Son günlerde Hz. Peygamberin eşi Hz. Aişe ile evlilik yaşı tartışmaları buna örnek verilebilir. Evet bu konu alınıp eleştirilebilir elbette. Ancak bu bağrışmaların eleştiri olabilmesi için, eleştirmen önce o dönemin sosyal hayatına, geleneklerine, evlilik kurallarına, insanların anlayışlarına bakması gerekir. Bu münferit bir olay mı, yoksa genele yayılmış, kabul görmüş ve sıradan bir olay mı onu da görmesi gerekir. Eleştirdiğimiz konu günümüz anlayışında bir hata olsa bile, o gün bir ihtiyaç mıydı? Ona da bakmak gerekir.

Bizim de 60- 70 yıl önce toplumumuzda annelerimiz babalarımız ergenliğe girdikleri 13- 15 yaşlarında evlendiklerini görmekteyiz. Savaşlardan çıkmış, erkek nüfusun iyice dip yaptığı, ülke nüfusunun 15 milyonlara düştüğü bir dönemde hem nüfus, hem de insan gücüne olan ihtiyaçtan dolayı bir ihtiyaç iken, bu gün evlilik çağı 30’lara dayanmıştır.
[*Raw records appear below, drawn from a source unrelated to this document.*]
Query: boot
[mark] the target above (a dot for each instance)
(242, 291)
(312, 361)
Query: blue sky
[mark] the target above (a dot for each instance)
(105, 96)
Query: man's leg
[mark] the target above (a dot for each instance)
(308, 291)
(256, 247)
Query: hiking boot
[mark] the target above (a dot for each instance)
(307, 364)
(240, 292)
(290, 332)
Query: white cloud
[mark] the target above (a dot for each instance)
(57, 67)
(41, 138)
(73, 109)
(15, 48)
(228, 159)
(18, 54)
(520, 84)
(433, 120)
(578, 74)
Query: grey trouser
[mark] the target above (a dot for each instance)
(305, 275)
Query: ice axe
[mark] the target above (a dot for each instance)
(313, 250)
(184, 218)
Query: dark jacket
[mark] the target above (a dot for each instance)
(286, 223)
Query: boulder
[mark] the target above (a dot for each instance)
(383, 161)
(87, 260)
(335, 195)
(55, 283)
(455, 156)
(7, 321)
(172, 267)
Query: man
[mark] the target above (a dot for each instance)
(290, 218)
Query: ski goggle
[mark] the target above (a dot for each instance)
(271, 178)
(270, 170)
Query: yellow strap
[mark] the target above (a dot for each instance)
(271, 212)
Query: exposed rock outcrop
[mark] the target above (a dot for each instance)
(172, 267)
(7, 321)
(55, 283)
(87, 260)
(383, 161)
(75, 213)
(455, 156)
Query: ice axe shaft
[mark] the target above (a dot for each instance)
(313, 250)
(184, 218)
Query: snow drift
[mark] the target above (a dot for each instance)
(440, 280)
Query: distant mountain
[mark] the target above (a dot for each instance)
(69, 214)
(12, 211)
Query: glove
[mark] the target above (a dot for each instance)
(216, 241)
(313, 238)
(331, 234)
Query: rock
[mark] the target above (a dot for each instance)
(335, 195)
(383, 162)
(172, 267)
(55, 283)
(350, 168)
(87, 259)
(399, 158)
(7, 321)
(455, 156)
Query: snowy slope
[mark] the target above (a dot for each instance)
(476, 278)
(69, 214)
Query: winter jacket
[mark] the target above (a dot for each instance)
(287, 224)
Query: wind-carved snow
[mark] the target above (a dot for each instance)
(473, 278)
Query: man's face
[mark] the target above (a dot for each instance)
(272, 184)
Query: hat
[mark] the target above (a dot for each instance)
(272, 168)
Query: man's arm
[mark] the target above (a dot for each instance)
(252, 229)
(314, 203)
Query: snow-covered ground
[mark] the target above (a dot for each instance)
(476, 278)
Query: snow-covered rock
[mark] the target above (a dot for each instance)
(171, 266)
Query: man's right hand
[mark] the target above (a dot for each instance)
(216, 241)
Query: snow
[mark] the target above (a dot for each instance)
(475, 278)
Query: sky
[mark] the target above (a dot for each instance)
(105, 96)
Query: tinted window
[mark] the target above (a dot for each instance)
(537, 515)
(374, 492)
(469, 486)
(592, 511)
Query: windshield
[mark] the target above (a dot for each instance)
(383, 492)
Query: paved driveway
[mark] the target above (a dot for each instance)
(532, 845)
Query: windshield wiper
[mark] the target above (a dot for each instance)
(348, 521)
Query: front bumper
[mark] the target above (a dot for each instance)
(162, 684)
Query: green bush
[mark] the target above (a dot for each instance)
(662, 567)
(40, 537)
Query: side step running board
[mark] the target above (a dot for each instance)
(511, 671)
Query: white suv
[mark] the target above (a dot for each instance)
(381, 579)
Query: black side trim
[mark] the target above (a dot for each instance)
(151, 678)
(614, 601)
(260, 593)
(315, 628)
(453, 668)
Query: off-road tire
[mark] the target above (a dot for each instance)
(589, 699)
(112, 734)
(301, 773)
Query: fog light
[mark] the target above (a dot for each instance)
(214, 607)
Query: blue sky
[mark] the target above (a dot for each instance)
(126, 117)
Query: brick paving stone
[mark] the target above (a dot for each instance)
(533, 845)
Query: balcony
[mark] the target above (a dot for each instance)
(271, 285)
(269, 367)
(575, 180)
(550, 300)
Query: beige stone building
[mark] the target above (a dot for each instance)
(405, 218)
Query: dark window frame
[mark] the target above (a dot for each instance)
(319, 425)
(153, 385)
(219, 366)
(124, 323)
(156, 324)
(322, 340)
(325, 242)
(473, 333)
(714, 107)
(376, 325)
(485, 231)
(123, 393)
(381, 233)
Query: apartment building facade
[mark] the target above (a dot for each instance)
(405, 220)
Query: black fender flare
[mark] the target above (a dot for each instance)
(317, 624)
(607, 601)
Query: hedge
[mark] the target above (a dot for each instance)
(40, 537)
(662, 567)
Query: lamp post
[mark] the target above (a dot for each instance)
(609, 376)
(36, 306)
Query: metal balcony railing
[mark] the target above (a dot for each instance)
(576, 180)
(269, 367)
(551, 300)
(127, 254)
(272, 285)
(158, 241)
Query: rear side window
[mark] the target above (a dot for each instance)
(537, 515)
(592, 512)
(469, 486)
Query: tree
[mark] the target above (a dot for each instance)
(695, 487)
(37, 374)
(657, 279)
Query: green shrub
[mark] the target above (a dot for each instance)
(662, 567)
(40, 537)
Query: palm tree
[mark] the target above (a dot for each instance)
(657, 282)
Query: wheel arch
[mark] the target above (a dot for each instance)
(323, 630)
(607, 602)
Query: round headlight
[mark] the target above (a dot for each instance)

Yaşadığımız bu dönemde ortaya elle tutulur bir başarı koyamayan herkes, her konuyu bilir gibi ahkam kesip eleştiri yapması toplumda ciddi çözülmelere neden olmaktadır. Bu nedenle her şeyi tenkit ve eleştiriden vaz geçip, bildiğimiz, araştırdığımız konularda eleştiri yapıyor olmamız bir erdem olarak görülebilir.